Esta semana hemos visto varias notas necrológicas, todas muy sentidas. Murió un salvadoreño de empuje, especial, sobresaliente. Murió un noble. Me gustó sobremanera la nota que leí del responsable de una parroquia en la que él ayudó de manera decidida, voluntaria, entusiasta. La nota no era movida por el interés de conseguir más ayuda, sino por el agradecimiento sincero de quien tuvo el privilegio de conocerlo de cerca. Llamó mi atención la alusión que hace al inicio, “cuando otros ricos se alejaban por la prédica social de la Iglesia, él se acercaba sin temores al contacto directo con los pobres”. No era la primera vez que escuchaba eso de él. En el artículo que escribí cuando fue merecedor de una alta distinción internacional, ocasión que empleó para buscar contactos que pudieran beneficiar al país en un tránsito difícil de su política internacional, mencioné acciones de responsabilidad social que le conocí por medio de un cercano ayudante suyo. “Que no sepa tu mano izquierda…” creo que titulé la nota. Supe por un cercano compañero de promoción suyo, que el comentario que hizo entonces al artículo fue “¿cómo hizo Jorge para conseguir una información cierta pero tan celosamente guardada?”, la referente a sus obras de ayuda a comunidades empobrecidas y peligrosas de San Salvador, a las que entraba de noche sin más seguridad que la que su nobleza le otorgaba.

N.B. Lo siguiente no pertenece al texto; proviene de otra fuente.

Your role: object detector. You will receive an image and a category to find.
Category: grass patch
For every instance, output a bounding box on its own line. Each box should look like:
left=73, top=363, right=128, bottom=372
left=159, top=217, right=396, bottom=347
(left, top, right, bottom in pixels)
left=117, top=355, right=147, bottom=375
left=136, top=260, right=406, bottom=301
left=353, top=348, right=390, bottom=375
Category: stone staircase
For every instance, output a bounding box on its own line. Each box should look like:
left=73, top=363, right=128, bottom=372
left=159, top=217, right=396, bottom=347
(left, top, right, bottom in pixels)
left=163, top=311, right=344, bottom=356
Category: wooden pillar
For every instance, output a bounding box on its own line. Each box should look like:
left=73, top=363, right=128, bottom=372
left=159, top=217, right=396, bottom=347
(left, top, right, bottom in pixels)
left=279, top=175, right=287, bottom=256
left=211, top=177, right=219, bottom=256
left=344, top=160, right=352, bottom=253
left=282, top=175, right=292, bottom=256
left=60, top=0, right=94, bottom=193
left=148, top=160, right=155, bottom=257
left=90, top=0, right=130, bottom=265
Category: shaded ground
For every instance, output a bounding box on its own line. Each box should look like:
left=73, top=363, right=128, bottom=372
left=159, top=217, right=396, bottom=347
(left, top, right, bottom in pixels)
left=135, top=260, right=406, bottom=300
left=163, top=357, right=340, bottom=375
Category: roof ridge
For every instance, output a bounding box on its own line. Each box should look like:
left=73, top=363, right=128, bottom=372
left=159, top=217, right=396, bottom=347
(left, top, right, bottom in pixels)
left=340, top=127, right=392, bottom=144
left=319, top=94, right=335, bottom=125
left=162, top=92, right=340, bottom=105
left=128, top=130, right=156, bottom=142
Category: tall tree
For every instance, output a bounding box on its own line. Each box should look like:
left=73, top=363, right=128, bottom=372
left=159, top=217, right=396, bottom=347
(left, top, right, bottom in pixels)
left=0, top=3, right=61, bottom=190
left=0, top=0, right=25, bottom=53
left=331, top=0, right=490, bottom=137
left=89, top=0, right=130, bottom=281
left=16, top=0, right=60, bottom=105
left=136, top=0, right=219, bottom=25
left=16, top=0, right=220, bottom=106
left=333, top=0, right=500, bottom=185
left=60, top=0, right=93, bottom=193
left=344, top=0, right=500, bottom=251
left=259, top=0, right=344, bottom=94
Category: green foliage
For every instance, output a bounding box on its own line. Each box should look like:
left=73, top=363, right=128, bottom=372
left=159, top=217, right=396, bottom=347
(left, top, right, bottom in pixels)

Tras su muerte, llamé a un par de sus colaboradores cercanos a quienes sabía dolidos por su partida. Personas de corazón bueno y sencillo que agradecerían la ocasión para recordarlo. Todo cuanto me dijeron de él me lo confirmó: no tenemos entre nosotros esa clase social que se llama nobleza, pero este hombre se condujo en su vida movido por un noble ideal: dejar un mejor país del que recibió. Sin miedos tontos ni consideraciones superfluas, se empeñó en ello lo mejor que pudo desde su peculiar trinchera, una que lo pudo haber puesto en el más alto cargo de responsabilidad pública. Tantos y tantas conocieron y se beneficiaron de su singular cortesía, de su genuina bondad, de su inteligencia empresarial y natural don de gentes, que no falto a la verdad si digo que su deceso ha sido una pérdida sensible para todo El Salvador y no solo para su familia y demás amigos cercanos, a quienes respetuosamente expreso por este medio mis sentimientos de pesar. R.I.P. don R.M.M.